I thought you were going to get some sleep!

Don't worry; it'll wait a little while...I've got most of it sorted now. I did have to make the same change to the mysql.inc.php on the live system as the test one in the end. It was encoding the text in some, but not all, of the posts differently on output, which is weird. E.g. converting the apostrophe (e2 80 99) in the database to a control block (c2 92) on output. Setting the character encoding on the database connection seems to have fixed the randomness in output encoding.

One new post was affected by the upgrade, prior to the change to mysql.inc.php, but it was a user reporting an issue with the encoding and including a sample, so I'm not fixing that post (the database shows that the string seems to have been double-encoded on input, probably utf8-as-latin1 to utf8). The others seem to be OK.

The rest of the text in the database, as far as I can tell, is in utf8 after the export and re-import.
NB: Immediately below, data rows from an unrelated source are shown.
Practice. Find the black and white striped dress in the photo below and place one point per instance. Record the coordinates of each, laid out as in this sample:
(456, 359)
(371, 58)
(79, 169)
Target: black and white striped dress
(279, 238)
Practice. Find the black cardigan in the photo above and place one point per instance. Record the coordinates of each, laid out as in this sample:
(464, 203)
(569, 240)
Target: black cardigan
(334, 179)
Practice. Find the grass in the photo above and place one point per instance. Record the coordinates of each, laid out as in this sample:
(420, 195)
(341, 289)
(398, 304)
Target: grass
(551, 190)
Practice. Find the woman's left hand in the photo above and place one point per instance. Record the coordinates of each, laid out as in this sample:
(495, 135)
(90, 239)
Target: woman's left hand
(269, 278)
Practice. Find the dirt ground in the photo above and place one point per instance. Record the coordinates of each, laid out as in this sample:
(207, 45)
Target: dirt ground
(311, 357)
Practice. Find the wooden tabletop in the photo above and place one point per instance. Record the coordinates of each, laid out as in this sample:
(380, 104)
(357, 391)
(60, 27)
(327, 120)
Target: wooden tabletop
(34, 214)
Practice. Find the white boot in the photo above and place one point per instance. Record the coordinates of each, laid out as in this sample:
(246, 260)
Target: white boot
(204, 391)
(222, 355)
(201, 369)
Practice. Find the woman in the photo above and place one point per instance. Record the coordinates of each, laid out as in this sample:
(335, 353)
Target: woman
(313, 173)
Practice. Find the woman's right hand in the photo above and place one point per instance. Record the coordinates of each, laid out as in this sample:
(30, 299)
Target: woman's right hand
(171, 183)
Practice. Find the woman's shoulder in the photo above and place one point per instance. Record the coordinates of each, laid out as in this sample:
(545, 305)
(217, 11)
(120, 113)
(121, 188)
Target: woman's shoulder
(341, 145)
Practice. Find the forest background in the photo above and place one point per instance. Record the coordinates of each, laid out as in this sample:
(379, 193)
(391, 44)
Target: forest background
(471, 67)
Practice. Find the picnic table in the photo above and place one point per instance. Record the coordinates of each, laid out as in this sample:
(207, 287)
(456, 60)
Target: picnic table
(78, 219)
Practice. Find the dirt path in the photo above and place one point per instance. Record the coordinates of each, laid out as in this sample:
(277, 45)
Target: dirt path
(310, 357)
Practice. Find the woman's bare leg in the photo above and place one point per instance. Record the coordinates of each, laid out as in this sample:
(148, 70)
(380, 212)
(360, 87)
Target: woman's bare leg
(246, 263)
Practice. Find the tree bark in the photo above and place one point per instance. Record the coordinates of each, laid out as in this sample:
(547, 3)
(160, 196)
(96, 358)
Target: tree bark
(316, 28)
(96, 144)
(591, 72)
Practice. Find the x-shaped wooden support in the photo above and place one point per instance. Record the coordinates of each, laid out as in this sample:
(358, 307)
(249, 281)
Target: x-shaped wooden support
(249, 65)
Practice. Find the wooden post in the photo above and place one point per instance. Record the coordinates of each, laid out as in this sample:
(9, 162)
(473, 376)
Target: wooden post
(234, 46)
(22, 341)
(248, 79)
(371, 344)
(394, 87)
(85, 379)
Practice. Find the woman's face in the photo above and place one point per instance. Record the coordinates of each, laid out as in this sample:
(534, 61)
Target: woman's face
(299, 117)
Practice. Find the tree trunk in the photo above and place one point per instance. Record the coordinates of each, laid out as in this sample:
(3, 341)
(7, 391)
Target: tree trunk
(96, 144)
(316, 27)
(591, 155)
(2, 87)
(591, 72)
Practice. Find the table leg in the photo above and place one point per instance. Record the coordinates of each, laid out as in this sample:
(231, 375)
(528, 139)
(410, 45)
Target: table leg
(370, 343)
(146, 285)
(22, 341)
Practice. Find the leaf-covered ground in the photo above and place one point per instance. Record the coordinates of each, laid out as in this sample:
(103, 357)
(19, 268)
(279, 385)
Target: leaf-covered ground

I still don't know how it was converted by mysqldump, and that worries me somewhat as I don't know if it analysed the non-7-bit-ASCII characters to work out what the encoding was likely to be and converted it, or whether it just assumed it would be ISO Latin 1 and proceeded accordingly. So far, however, I've spotted no other issues.

If I do, and they're extensive, I'll add your function to the codebase and call it appropriately.

Last edited by Pak Chan; 10/12/2015 11:06 AM. Reason: Added response to function.